In 1991, JRD Tata, who had led the group for more than half a century, appointed Ratan Tata as his successor from senior corporate aspirants for the position. “If you were to find the publications of that time, the criticism was personal: JRD was bashed with nepotism and I was branded as the wrong choice,” Ratan Tata later said.
Peter Casey writes that under Ratan Tata’s leadership, a “large but rather stodgy Indian manufacturer began to emerge as a global brand with a heavy emphasis on consumer goods.”
But the journey was mixed.
During his tenure, the group made many bold acquisitions, including the acquisition of the British-Dutch steel producer Corus and the British car brands Jaguar and Land Rover. Some of those decisions paid off, while others – including a failed telecom venture – cost the company a lot of money.
A high point came in 2000, when Tata bought Tetley and became the second largest tea company in the world. The deal was the largest acquisition of an international brand by an Indian company.
A few years later, a visiting journalist from a British newspaper asked Tata if he liked the irony that an Indian company would buy a leading British brand. “Tata is too smart and shy to be caught gloating about his successes, like a nabob grabbing territory from the East India Company,” the journalist later wrote.
Tata’s attempt to build a safe, affordable car turned out to be a disappointment. It was launched to much fanfare in 2009 as a compact model, with the base model costing just 100,000 rupees ($1,222; £982). But after the initial success and euphoria, the brand started to lose out to other manufacturers due to production and marketing issues.
Tata later said it was a “big mistake to label Nano as the cheapest car in the world. People don’t want to be seen driving the cheapest car in the world!”
His resilience was also tested during the November 26, 2008 Mumbai terror attacks. Tata’s marquee Taj Mahal Palace was one of two luxury hotels attacked, along with a train station, a hospital, a Jewish cultural center and several other targets . in Mumbai.
Thirty-three of the 166 people killed during the 60-hour siege were in the Taj.
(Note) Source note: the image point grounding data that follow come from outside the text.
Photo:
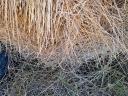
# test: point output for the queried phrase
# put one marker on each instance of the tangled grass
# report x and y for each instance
(64, 47)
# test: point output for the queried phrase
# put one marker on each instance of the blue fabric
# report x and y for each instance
(3, 64)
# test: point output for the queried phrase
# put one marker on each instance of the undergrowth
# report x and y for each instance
(64, 47)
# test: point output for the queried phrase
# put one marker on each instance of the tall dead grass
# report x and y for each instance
(71, 26)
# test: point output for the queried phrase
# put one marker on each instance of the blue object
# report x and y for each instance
(3, 64)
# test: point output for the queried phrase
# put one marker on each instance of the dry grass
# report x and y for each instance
(45, 26)
(80, 47)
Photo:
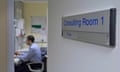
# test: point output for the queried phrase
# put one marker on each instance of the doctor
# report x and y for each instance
(33, 56)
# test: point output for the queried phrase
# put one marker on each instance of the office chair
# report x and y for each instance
(36, 67)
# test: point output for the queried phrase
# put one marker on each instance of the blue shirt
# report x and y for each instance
(33, 55)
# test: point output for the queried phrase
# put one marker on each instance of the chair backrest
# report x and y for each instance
(36, 67)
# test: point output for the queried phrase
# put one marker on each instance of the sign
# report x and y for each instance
(95, 27)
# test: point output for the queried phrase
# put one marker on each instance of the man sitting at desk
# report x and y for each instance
(33, 55)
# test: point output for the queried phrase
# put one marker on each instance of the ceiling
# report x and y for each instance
(31, 0)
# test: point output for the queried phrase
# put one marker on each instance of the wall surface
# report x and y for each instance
(33, 9)
(75, 56)
(3, 35)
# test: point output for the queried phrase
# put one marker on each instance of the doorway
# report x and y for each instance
(28, 20)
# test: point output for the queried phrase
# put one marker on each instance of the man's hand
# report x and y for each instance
(17, 53)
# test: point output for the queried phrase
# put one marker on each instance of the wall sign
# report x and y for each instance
(95, 27)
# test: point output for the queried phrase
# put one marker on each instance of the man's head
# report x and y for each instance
(30, 40)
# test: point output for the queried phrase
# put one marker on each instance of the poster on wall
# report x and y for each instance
(39, 26)
(94, 27)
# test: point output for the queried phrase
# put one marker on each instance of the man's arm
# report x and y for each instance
(27, 56)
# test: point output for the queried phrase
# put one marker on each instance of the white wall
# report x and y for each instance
(74, 56)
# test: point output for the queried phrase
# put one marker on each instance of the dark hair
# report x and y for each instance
(31, 37)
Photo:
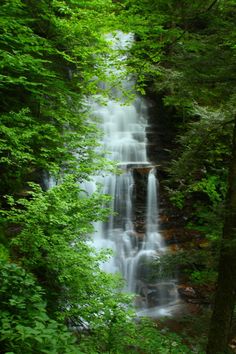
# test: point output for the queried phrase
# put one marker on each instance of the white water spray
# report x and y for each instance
(125, 138)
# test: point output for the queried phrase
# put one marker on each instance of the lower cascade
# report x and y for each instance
(132, 230)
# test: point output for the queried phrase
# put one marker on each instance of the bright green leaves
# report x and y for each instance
(24, 324)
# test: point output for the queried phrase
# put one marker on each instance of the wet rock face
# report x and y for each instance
(158, 294)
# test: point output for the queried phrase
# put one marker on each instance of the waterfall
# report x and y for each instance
(124, 127)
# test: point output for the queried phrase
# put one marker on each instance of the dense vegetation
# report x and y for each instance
(54, 297)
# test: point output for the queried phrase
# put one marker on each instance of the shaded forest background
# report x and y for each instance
(54, 297)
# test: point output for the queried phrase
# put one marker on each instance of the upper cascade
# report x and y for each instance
(124, 127)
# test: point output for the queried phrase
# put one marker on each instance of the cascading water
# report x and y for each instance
(125, 140)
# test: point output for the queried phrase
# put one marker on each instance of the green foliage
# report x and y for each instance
(130, 337)
(24, 324)
(51, 54)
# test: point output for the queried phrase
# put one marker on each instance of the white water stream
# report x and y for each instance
(125, 139)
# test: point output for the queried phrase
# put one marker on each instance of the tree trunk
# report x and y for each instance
(226, 292)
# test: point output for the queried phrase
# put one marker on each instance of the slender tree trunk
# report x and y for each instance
(226, 292)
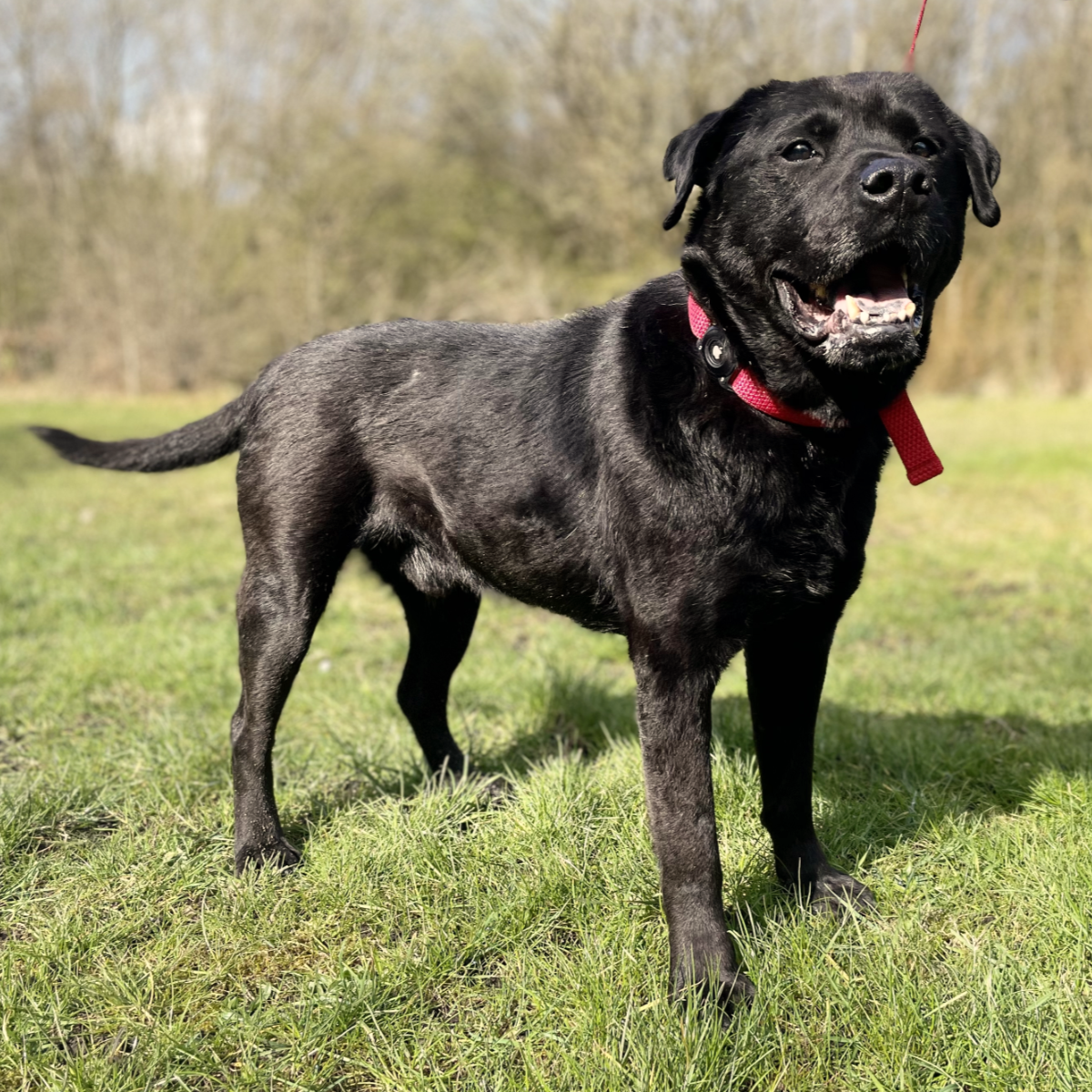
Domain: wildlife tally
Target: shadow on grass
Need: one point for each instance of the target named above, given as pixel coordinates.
(882, 778)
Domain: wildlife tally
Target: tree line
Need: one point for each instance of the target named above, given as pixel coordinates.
(188, 190)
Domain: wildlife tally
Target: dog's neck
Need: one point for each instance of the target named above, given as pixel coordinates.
(899, 416)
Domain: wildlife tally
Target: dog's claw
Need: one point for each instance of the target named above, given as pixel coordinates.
(281, 855)
(836, 895)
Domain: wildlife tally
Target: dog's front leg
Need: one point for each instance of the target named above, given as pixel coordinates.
(786, 663)
(672, 709)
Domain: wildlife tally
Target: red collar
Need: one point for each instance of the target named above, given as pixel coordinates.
(900, 420)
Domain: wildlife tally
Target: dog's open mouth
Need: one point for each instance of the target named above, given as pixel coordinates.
(877, 294)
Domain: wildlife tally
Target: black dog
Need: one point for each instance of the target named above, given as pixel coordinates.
(598, 467)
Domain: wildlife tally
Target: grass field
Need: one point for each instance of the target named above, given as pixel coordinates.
(430, 944)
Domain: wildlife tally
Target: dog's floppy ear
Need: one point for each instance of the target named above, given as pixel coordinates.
(983, 167)
(693, 154)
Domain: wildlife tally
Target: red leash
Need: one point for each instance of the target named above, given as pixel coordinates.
(900, 419)
(907, 65)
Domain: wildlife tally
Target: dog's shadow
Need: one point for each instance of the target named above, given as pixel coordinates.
(882, 778)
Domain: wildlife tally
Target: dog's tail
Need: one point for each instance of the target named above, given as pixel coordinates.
(201, 441)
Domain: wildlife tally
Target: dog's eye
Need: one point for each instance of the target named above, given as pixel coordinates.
(798, 151)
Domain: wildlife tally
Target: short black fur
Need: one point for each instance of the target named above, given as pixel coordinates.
(593, 467)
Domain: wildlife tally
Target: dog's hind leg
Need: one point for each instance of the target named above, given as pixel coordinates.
(786, 663)
(289, 573)
(440, 628)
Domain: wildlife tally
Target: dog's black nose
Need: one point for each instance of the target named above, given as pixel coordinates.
(890, 180)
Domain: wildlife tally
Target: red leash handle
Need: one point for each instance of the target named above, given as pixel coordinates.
(901, 420)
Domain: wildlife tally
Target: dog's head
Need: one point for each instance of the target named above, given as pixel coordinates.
(831, 217)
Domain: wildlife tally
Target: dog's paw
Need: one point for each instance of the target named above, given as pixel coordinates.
(278, 854)
(490, 789)
(835, 895)
(713, 978)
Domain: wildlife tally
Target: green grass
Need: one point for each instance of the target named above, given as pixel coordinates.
(429, 944)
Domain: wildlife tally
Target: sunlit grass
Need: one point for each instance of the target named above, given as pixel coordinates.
(429, 944)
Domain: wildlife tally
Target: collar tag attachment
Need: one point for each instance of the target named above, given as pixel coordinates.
(718, 355)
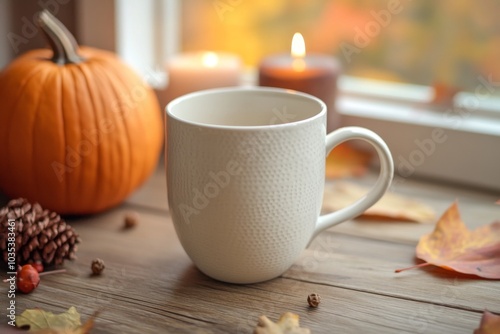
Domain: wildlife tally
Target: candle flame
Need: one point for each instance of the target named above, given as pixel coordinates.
(298, 46)
(298, 52)
(210, 59)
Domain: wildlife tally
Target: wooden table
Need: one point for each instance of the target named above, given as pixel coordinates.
(150, 286)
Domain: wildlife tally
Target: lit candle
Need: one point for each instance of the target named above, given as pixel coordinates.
(313, 74)
(189, 72)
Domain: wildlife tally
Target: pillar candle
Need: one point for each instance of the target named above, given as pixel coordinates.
(315, 74)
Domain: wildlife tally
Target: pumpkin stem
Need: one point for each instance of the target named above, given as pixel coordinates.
(61, 41)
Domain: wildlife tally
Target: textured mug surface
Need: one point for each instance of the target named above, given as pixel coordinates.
(245, 177)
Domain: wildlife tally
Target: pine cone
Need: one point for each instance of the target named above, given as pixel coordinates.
(41, 235)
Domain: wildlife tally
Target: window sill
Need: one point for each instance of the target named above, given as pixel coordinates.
(458, 146)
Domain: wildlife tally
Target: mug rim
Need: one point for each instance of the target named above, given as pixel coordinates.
(249, 89)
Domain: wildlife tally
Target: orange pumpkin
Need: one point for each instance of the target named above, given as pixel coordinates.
(79, 130)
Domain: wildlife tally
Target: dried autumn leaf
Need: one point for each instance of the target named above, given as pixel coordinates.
(287, 324)
(43, 322)
(390, 207)
(452, 246)
(490, 324)
(346, 160)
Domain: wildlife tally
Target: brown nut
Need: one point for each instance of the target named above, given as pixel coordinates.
(313, 300)
(131, 219)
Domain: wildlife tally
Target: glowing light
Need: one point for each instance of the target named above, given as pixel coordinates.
(298, 52)
(298, 46)
(210, 59)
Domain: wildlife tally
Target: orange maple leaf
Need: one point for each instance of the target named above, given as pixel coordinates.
(347, 161)
(452, 246)
(490, 324)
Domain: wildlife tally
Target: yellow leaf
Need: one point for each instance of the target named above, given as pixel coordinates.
(454, 247)
(345, 161)
(287, 324)
(390, 207)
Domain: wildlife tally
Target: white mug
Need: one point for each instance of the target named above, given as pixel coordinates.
(245, 178)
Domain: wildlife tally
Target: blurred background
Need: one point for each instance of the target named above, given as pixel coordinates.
(425, 42)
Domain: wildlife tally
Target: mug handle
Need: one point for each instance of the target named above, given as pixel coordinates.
(383, 182)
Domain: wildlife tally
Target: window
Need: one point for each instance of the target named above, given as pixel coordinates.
(423, 74)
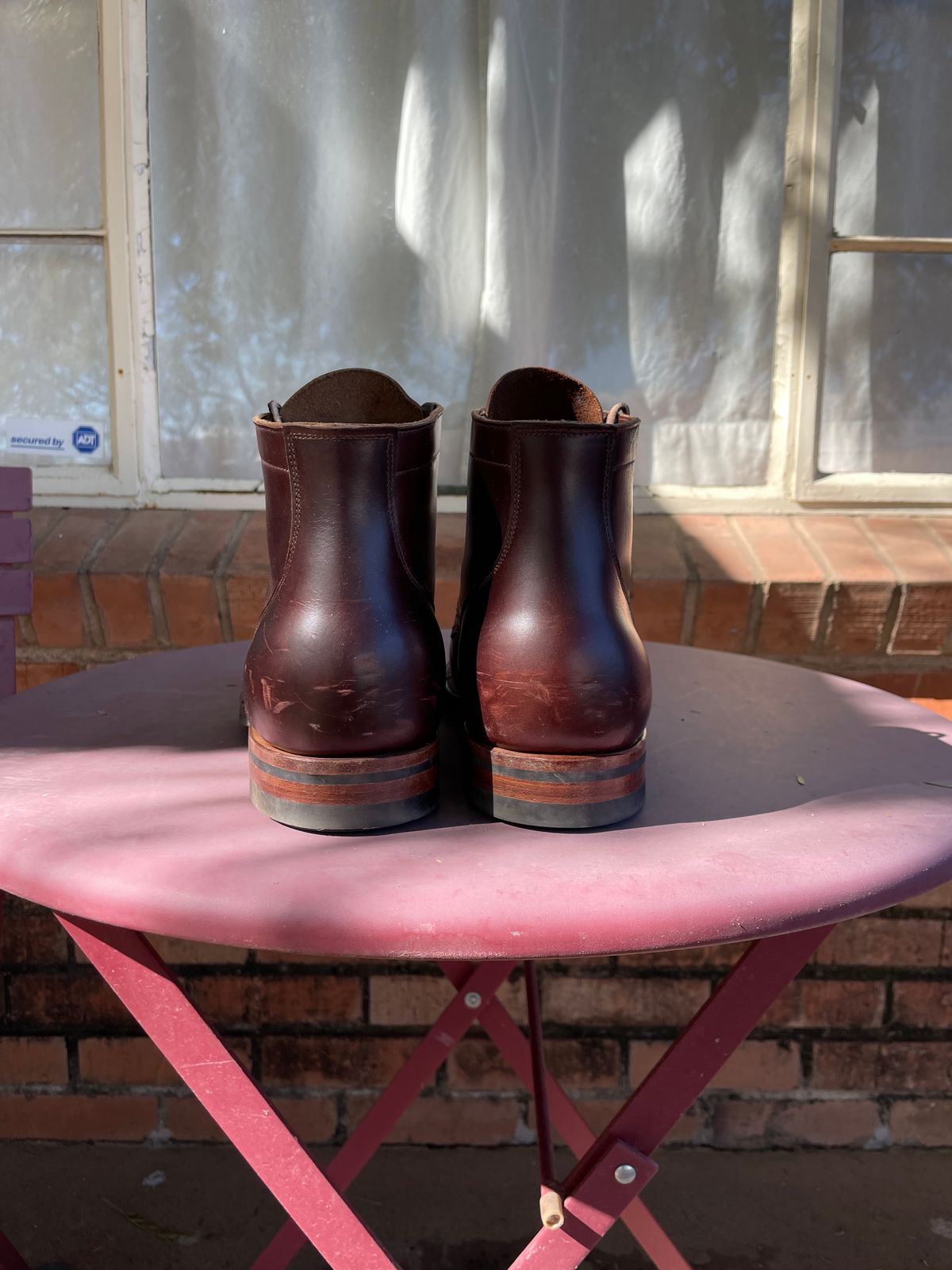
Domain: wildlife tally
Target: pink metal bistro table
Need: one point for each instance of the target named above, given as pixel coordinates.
(780, 802)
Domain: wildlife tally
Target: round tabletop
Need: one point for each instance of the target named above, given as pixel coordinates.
(778, 799)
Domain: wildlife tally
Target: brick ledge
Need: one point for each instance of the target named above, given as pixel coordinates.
(869, 597)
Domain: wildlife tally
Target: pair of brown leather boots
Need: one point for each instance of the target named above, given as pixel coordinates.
(344, 681)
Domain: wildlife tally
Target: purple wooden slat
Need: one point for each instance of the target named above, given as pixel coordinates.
(16, 592)
(16, 489)
(16, 540)
(8, 673)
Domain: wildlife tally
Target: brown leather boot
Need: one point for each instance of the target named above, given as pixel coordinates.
(344, 676)
(277, 505)
(550, 672)
(277, 491)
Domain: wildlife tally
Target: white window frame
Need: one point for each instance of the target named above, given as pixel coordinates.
(806, 243)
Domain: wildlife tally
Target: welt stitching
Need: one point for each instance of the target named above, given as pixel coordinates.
(514, 512)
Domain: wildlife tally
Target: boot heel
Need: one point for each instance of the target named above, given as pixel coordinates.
(558, 791)
(342, 795)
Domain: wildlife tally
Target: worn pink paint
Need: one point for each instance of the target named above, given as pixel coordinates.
(124, 797)
(780, 802)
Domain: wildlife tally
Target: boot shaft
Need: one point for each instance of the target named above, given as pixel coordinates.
(347, 658)
(545, 653)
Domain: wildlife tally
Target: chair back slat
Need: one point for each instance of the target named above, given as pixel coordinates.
(16, 584)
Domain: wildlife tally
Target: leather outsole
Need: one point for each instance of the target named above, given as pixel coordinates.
(342, 795)
(558, 791)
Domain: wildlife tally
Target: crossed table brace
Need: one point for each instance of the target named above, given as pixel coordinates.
(124, 808)
(598, 1191)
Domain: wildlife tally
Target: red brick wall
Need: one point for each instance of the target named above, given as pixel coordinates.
(858, 1052)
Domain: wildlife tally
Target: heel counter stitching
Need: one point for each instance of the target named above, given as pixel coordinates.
(606, 514)
(393, 524)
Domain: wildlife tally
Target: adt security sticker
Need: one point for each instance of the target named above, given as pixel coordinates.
(52, 441)
(86, 441)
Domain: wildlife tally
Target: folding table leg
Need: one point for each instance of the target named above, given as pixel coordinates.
(476, 986)
(139, 977)
(10, 1257)
(512, 1045)
(597, 1191)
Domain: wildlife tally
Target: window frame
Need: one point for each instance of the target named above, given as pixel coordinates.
(806, 244)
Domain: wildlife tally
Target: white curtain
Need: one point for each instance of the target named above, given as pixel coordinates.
(888, 376)
(450, 190)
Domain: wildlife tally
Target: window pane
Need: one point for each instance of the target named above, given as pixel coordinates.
(54, 353)
(894, 165)
(446, 190)
(888, 379)
(50, 107)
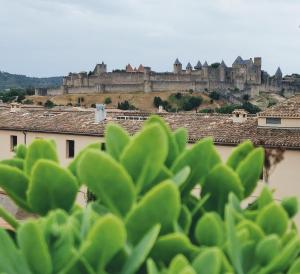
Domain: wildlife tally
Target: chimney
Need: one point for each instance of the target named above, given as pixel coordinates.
(15, 107)
(100, 113)
(239, 116)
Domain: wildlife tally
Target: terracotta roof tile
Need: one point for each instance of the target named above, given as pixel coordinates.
(220, 127)
(287, 109)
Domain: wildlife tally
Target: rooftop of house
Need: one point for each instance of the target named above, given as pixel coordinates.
(220, 127)
(287, 109)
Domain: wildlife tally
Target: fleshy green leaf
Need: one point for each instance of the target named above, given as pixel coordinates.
(250, 170)
(108, 180)
(210, 230)
(15, 184)
(161, 205)
(39, 149)
(267, 249)
(11, 259)
(51, 187)
(178, 264)
(291, 205)
(116, 139)
(273, 219)
(254, 231)
(145, 155)
(104, 240)
(15, 162)
(219, 183)
(170, 245)
(209, 261)
(141, 251)
(200, 158)
(151, 267)
(181, 177)
(34, 248)
(295, 268)
(239, 153)
(185, 219)
(21, 151)
(286, 256)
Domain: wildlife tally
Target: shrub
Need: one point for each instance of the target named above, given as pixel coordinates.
(145, 218)
(107, 100)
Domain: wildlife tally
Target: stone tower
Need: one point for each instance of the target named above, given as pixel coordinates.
(205, 70)
(100, 68)
(278, 76)
(222, 69)
(198, 66)
(189, 68)
(257, 65)
(177, 67)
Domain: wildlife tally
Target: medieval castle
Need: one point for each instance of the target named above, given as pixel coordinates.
(243, 75)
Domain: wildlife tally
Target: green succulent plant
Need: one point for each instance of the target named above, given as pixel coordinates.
(146, 217)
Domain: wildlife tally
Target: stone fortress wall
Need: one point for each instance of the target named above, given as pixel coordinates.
(244, 75)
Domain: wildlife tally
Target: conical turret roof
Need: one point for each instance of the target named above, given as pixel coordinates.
(177, 62)
(238, 61)
(198, 66)
(278, 72)
(189, 66)
(223, 64)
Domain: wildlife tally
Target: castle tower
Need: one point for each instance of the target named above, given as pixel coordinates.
(205, 70)
(198, 66)
(147, 82)
(257, 64)
(100, 68)
(177, 67)
(189, 68)
(278, 76)
(222, 69)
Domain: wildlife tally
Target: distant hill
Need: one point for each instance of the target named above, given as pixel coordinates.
(8, 80)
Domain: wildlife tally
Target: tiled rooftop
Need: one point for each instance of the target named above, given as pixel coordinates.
(220, 127)
(288, 108)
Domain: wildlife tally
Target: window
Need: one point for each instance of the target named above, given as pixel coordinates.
(273, 121)
(70, 148)
(13, 142)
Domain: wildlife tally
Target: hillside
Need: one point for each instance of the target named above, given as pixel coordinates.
(8, 80)
(142, 101)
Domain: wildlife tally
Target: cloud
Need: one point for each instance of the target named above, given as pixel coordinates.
(53, 37)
This included 11 hotel employees, a third of the hotel’s total casualties. Tata promised to care for the families of workers who were killed or injured, and paid the victims’ relatives the salaries they would have earned for the rest of their lives. He also spent more than $1 billion to restore the damaged hotel within 21 months.
Towards the end of his career, Tata became embroiled in an unsavory controversy. In October 2016, he returned to Tata Sons for a few months as interim chairman after the previous incumbent president, Cyrus Mistry, was ousted, leading to a bitter management feud (Mistry died in a car accident in September 2022). The role was eventually given to Natarajan Chandrasekaran, former CEO of Tata Consultancy Services, India’s most valuable company with a market capitalization of $67 billion.
Peter Casey described Tata as a “humble, reserved and even shy man”. He found within him a “stately calm” and a “fierce discipline”, including writing a handwritten to-do list every day. He also described himself as a “bit of an optimist”.
Tata was also a humble and reflective businessman. After police were called in to end a strike that paralyzed operations at one of his company’s factories in Pune in 1989, Tata told reporters, “We may have taken our workers for granted. We assumed we were doing everything we could do for them. , while we probably weren’t.”
In 2009, Tata spoke at an alumni meeting at the school about his dream for his country, “where every Indian has an equal opportunity to shine on merit”.
“In a country like ours,” he said, “you should try to lead by example and not show off your wealth and fame.”